Ольга приподнимает лампу, несколько минут с нежностью и жалостью смотрит на дочерей. Лёля спит на спине, тревожно нахмурив брови и наморщив лоб, вытянув вдоль пёстрого лоскутного одеяла крупные, загрубевшие, совсем не девичьи руки. Валюшка пристроилась ничком, разметав по подушке тёмные курчавые волосы; маленькая и узкоплечая, в свои пятнадцать лет она едва смотрится на двенадцать. Совсем ещё ребёнок, а ей тоже досталось работать с первого военного лета. В обязанности её входит перевозка молока с фермы на сырзавод. Лошадей не хватает; самых молодых и сильных забрали на нужды фронта, в хозяйстве же остались необъезженные жеребята да несколько совсем старых одров, которых в мирное время давно бы уже списали. Есть ещё немолодой, но выносливый мерин Мальчик да странно огромная кобыла Любка, про которую говорят, что у неё два сердца. Валя возит молоко на двух волах. В помощь к ней приставили одноногого инвалида дядю Пашу Круглова. Она маленькая, а дядя Паша большой, с деревянной правой ногой, и носить с ним тяжёлые бидоны с молоком  девочке очень неудобно. Особенно тяжело их грузить и снимать с высокой телеги.
Первое рабочее лето дочери выдалось очень жарким. Волы, измученные назойливыми оводами и слепнями, не слушаясь команды и управления, рванули однажды с дороги к реке. Через минуту девчонка с громким плачем уже металась у воды, не зная, вылавливать ли ей опрокинутые бидоны с молоком или вытаскивать грузного дядю Пашу, который беспомощно барахтался и безуспешно пытался выползти на берег. Валюшка попробовала ухватиться  за его деревяшку, обитую железом, но та почему-то осталась у неё в руках, а её незадачливый хозяин, упав на спину, лупил что есть мочи по воде единственной здоровой ногой и  руками.   
Упрямые животные, переломав упряжь, зашли по шею в воду и блаженствовали в ней, громко фыркая и прикрывая глаза кожистыми веками.

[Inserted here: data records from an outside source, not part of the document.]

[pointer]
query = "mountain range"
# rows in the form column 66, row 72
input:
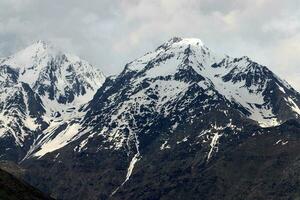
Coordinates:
column 180, row 122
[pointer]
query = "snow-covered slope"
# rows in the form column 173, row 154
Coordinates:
column 179, row 83
column 41, row 88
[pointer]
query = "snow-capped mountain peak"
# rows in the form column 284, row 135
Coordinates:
column 43, row 87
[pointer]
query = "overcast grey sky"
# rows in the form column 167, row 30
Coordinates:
column 110, row 33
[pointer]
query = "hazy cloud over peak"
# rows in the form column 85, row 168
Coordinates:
column 109, row 33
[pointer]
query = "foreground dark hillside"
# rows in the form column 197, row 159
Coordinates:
column 12, row 188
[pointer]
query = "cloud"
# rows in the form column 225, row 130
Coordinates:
column 110, row 33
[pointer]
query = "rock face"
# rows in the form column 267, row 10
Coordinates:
column 13, row 189
column 41, row 87
column 174, row 124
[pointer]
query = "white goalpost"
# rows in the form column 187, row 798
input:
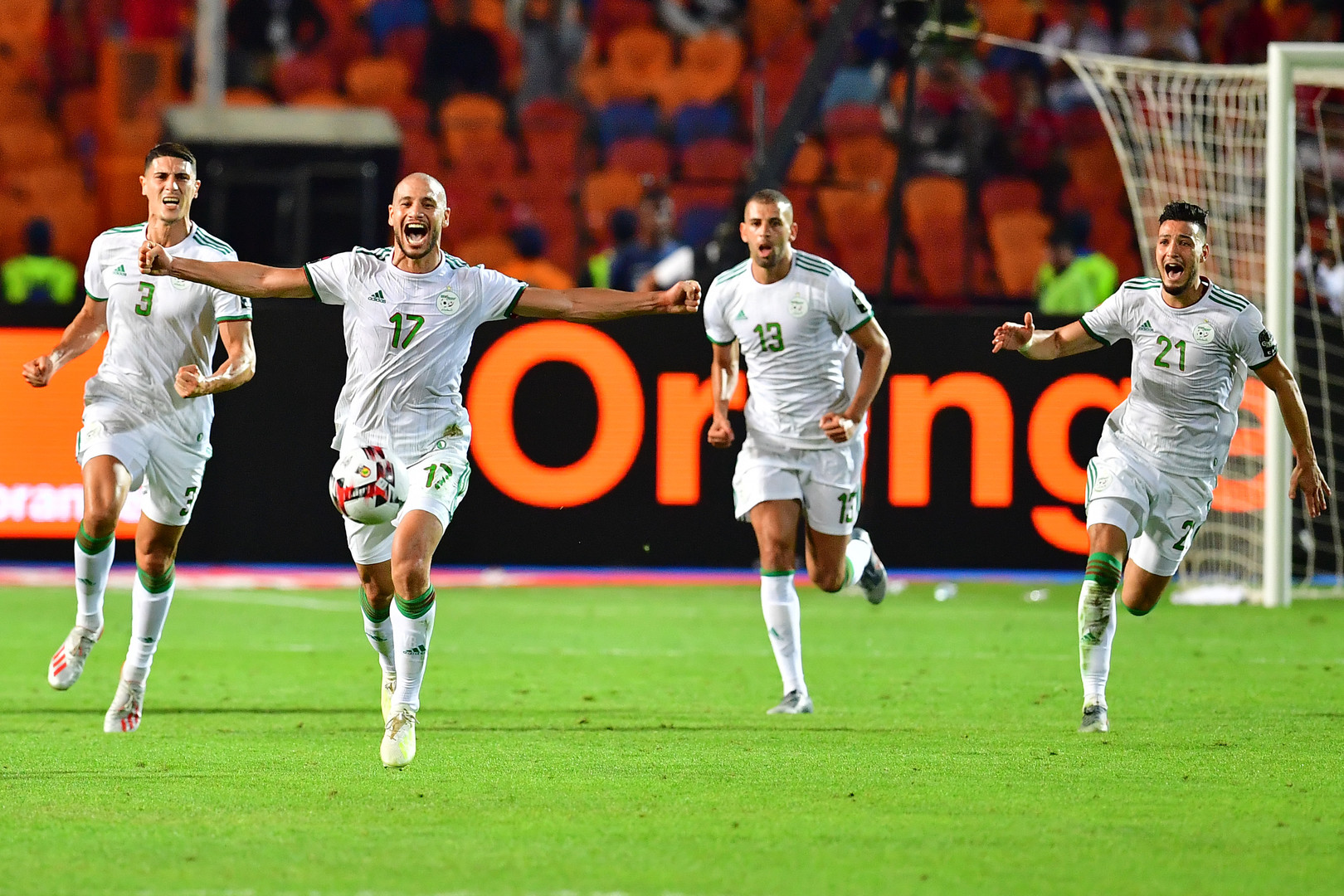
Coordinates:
column 1226, row 137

Помощь пришла неожиданно: прибежали женщины, работавшие на сырзаводе и видавшие всё произошедшее. Они быстро выловили фляги, достали из воды дядю Пашу и выгнали на берег упрямых волов. Ольга вспомнила, как рыдала Валюшка вечером того же дня, упав головой на её колени. Что она могла сделать? Чем успокоить? Разве что гладить её по растрёпанным кудрявым волосам, по вздрагивающей от плача слабой спине, по узким, совсем ещё детским плечам?
       Все подростки в селе работают наравне со взрослыми. Мужчин почти не осталось, а те, что есть - либо старики, либо инвалиды. Недавно вернулся с фронта муж Настёнки Груздевой - Василий. На передовой потерял он обе ноги, но выжил, и теперь в хорошую погоду ездит по селу на самодельной каталке, отталкиваясь от земли двумя толстыми деревяшками, похожими на утюги. Даже Василий при деле: чинит сбрую, мешки из рогожи, паяет односельчанам прохудившуюся посуду. 

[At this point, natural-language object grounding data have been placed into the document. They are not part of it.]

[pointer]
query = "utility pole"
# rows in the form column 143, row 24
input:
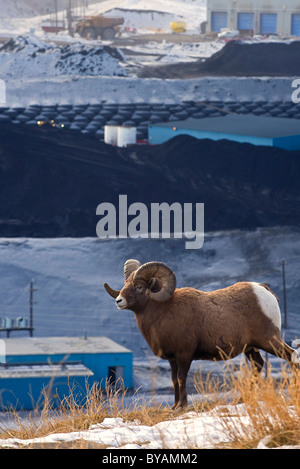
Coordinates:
column 31, row 302
column 69, row 18
column 283, row 264
column 56, row 15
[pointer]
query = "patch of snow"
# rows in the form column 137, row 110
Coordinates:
column 29, row 56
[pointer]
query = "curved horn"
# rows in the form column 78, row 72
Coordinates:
column 110, row 291
column 130, row 266
column 163, row 273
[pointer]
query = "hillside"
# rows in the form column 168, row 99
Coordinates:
column 237, row 59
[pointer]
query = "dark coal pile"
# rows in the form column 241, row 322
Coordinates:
column 51, row 181
column 237, row 59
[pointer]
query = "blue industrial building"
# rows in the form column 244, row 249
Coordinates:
column 258, row 130
column 57, row 365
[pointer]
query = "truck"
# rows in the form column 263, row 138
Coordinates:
column 92, row 27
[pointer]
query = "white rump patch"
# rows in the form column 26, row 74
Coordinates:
column 268, row 303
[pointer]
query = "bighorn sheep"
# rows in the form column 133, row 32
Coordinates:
column 185, row 324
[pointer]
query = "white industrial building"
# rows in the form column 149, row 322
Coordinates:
column 280, row 17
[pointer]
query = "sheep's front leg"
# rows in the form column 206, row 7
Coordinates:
column 174, row 371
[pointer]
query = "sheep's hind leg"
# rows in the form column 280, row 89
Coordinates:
column 174, row 371
column 255, row 358
column 183, row 368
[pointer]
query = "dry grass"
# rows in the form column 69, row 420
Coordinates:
column 251, row 409
column 269, row 410
column 74, row 415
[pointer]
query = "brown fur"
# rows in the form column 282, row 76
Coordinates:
column 194, row 325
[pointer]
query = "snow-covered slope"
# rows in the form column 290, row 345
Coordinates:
column 28, row 56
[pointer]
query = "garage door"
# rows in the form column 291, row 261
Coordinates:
column 218, row 20
column 295, row 30
column 246, row 21
column 268, row 23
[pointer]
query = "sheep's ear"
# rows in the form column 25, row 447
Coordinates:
column 154, row 285
column 130, row 266
column 110, row 291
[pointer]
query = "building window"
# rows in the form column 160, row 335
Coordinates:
column 218, row 20
column 115, row 376
column 246, row 22
column 295, row 27
column 268, row 23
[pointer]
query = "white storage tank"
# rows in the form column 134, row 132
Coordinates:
column 111, row 134
column 126, row 135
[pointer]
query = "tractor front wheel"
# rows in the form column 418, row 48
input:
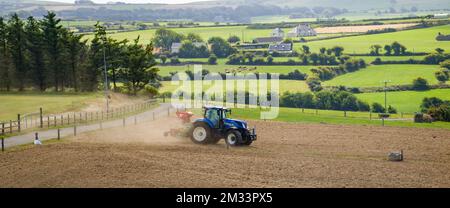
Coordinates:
column 233, row 138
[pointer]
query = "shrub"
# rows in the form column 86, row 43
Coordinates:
column 378, row 108
column 422, row 118
column 363, row 106
column 150, row 91
column 430, row 102
column 174, row 60
column 420, row 84
column 269, row 60
column 392, row 110
column 441, row 76
column 440, row 113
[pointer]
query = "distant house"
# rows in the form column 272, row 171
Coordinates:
column 175, row 48
column 280, row 48
column 268, row 40
column 441, row 16
column 302, row 30
column 157, row 50
column 278, row 32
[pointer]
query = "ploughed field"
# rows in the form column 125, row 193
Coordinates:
column 285, row 155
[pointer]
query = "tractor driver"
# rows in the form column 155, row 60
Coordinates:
column 213, row 116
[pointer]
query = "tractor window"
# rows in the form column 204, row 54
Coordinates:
column 213, row 116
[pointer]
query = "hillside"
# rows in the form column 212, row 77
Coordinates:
column 221, row 11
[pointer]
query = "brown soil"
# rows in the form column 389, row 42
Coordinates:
column 362, row 28
column 285, row 155
column 116, row 100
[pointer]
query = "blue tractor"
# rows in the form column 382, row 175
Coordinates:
column 216, row 125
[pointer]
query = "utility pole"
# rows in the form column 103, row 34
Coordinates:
column 385, row 94
column 106, row 74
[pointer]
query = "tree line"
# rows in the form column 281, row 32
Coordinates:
column 42, row 55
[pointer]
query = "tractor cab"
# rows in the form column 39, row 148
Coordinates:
column 216, row 116
column 215, row 125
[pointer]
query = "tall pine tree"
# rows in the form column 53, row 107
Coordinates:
column 17, row 46
column 52, row 34
column 5, row 79
column 34, row 36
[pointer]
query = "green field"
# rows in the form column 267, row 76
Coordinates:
column 165, row 70
column 405, row 101
column 14, row 103
column 419, row 40
column 204, row 32
column 370, row 59
column 285, row 85
column 279, row 18
column 374, row 75
column 331, row 117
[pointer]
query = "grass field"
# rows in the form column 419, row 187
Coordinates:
column 418, row 40
column 14, row 103
column 374, row 75
column 285, row 85
column 332, row 117
column 165, row 70
column 370, row 59
column 405, row 101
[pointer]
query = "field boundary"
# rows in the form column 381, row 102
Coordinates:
column 39, row 120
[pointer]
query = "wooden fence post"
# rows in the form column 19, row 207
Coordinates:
column 18, row 122
column 41, row 118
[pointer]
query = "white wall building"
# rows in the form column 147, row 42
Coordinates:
column 302, row 30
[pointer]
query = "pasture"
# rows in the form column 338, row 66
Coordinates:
column 284, row 85
column 405, row 101
column 204, row 32
column 374, row 75
column 13, row 103
column 165, row 70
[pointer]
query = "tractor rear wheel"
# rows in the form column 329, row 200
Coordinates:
column 233, row 138
column 201, row 134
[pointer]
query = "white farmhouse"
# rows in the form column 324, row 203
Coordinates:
column 278, row 32
column 302, row 30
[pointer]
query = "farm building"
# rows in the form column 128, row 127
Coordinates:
column 269, row 40
column 175, row 48
column 280, row 48
column 302, row 30
column 278, row 32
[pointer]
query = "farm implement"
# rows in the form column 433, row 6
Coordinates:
column 214, row 126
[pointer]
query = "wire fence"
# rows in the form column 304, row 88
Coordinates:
column 120, row 119
column 40, row 120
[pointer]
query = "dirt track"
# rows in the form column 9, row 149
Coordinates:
column 286, row 155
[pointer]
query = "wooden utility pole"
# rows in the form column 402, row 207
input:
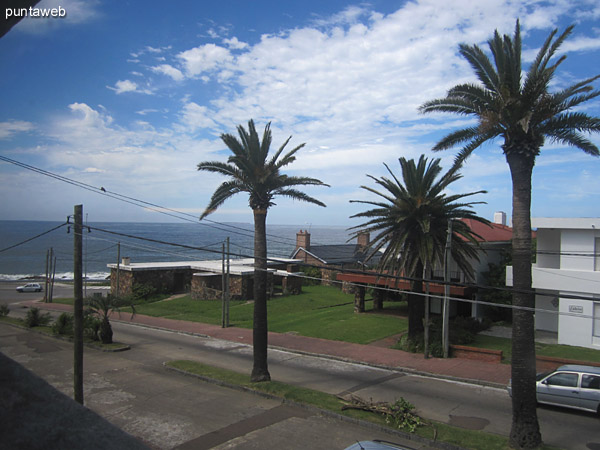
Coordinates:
column 47, row 276
column 78, row 306
column 446, row 309
column 118, row 293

       После случая с волами дочь больше не плакала, а только как-то, вдруг, посерьёзнела и взгляд её огромных тёмно-карих глаз стал совсем не детским. Иногда на сырзаводе Валюшке наливают трёхлитровый бидончик пахты. Она приносит его домой с тихим достоинством кормильца. Изредка в этой жидкой запашистой массе попадаются крохотные крупинки масла. Ольга знает, что в конце грядущего лета дочь уедет в Кострому для обучения в ФЗО. Они уже получили предписание Районного комитета комсомола; стране нужны кадры - ткачихи, прядильщицы, мотальщицы, мастера по наладке оборудования.   
       Вверху, на полатях, послышалось сонное бормотание и возня. Она подняла повыше лампу, заглянула туда; Николка и Витя к утру замёрзли и тянули одеяло каждый к себе; сбоку, ближе к печке, подвалившись под бок к Николке, сладко спал Сашок. Скоро Ольге и девочкам на работу, а мальчишки останутся няньками будут справлять нехитрое хозяйство. Каждый день, чтобы помочь ребятам приглядывать за малышнёй, приходит старенькая бабушка Николая.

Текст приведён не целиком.